Un cabinet prolifique
Depuis sa fondation, ce cabinet a créé plus de 113.000 sociétés, dont la moitié était basées au Panama, révèle l’affaire "Panama Papers". D’autres étaient référencées dans les îles Vierges britanniques ou encore dans des pays de l'Océan pacifique qui ne brillent pas pour leur transparence en matière financière. Le cabinet Mossak Fonseca apparaît également dans un micro-Etat du Pacifique nommé Niue, en partie rattaché à la Nouvelle-Zélande. Une île dont l’essentiel du budget annuel était assuré par les revenus dégagés par le cabinet d’avocats. Autant d’implantations qui devaient servir notamment à brouiller les pistes dans le cadre de l’activité de la société.

 Des précédents
"Le secret est un droit humain sacré mais il y a des gens qui ne le comprennent pas.
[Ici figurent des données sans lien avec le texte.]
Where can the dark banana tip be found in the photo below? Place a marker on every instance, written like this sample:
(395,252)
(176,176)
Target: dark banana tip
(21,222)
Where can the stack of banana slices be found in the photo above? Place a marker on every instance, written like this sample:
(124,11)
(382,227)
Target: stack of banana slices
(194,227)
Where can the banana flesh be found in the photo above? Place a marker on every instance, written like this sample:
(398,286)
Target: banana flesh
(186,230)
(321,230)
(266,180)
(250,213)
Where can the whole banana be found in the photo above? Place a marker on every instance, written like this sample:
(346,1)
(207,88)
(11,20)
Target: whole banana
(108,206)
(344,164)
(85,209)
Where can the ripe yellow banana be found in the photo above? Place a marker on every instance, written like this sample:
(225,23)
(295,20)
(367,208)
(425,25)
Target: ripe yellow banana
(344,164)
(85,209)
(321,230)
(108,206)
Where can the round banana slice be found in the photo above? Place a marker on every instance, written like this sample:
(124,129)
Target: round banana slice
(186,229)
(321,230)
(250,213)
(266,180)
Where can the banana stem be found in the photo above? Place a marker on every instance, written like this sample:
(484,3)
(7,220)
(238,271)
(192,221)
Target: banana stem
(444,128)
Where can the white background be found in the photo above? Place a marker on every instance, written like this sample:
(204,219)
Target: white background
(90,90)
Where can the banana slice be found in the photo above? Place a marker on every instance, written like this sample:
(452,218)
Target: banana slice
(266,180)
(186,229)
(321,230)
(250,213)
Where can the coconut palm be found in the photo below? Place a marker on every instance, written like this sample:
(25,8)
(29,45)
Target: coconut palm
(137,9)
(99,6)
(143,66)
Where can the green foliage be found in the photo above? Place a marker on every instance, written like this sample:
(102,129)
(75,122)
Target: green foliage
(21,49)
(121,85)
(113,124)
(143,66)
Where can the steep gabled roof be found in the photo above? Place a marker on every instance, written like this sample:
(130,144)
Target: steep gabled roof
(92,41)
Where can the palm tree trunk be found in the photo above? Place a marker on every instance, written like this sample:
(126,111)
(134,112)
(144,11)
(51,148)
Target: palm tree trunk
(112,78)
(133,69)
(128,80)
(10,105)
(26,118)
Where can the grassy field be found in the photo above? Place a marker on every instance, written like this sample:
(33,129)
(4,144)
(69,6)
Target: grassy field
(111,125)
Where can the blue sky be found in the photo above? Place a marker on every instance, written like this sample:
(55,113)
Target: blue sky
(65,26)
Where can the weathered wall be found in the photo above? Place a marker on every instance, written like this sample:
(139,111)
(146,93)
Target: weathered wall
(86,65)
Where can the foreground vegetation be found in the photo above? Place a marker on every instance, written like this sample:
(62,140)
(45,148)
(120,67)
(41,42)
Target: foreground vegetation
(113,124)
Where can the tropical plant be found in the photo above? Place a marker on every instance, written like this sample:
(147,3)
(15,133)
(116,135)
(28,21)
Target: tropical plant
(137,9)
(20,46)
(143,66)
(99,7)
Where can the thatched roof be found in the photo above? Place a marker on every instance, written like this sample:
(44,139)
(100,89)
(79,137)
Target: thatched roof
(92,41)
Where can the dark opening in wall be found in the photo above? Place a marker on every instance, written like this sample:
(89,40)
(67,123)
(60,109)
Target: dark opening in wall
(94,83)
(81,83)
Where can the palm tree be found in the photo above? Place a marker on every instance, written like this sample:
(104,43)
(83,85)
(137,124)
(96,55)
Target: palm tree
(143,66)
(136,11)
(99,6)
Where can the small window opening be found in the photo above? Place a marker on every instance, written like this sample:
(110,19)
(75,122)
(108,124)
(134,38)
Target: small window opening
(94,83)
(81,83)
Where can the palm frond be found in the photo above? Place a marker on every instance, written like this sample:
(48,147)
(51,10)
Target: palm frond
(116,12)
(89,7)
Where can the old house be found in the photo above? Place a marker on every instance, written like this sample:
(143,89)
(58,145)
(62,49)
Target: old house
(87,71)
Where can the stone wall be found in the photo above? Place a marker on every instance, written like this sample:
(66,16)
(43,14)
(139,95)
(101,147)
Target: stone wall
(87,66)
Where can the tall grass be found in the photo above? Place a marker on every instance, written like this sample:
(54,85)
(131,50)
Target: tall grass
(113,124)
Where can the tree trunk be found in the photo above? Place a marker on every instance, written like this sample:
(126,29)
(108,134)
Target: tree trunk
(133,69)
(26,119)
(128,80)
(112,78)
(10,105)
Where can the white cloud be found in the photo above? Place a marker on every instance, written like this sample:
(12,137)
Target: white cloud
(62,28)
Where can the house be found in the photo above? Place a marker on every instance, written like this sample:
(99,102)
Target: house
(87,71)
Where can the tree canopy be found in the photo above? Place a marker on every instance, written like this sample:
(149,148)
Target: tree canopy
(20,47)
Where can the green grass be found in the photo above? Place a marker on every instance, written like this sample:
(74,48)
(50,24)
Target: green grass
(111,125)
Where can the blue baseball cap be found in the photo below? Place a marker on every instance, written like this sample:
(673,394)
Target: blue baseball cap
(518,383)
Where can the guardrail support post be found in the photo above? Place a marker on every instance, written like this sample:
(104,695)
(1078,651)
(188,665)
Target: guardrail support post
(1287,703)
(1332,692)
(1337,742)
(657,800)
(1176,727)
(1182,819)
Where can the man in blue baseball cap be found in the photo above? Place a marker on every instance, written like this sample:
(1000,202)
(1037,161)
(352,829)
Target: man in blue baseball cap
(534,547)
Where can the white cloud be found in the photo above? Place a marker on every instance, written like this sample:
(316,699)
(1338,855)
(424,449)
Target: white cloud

Nous croyons au secret et continuerons à œuvrer pour qu'il soit protégé juridiquement", a réagit auprès de Reuters Ramon Fonseca Mora, n'hésitant pas à qualifier de "crime" les révélations des "Panama Papers". Mais la firme, qui a essayé de se refaire une respectabilité sur internet en tentant d’effacer les références la liant à des pratiques frauduleuses, se retrouve de plus en plus dans l'œil du cyclone. Avant le scandale "Panama Papers" ainsi, Mossak Fonseca a été cité au Brésil dans le cadre du scandale de corruption du géant pétrolier étatique Petrobras, qui secoue le pays. Aux Etats-Unis, c’est un juge du Nevada qui a estimé que le cabinet avait tenté volontairement de masquer son rôle de gestion dans la branche locale de la société basée dans cet Etat américain.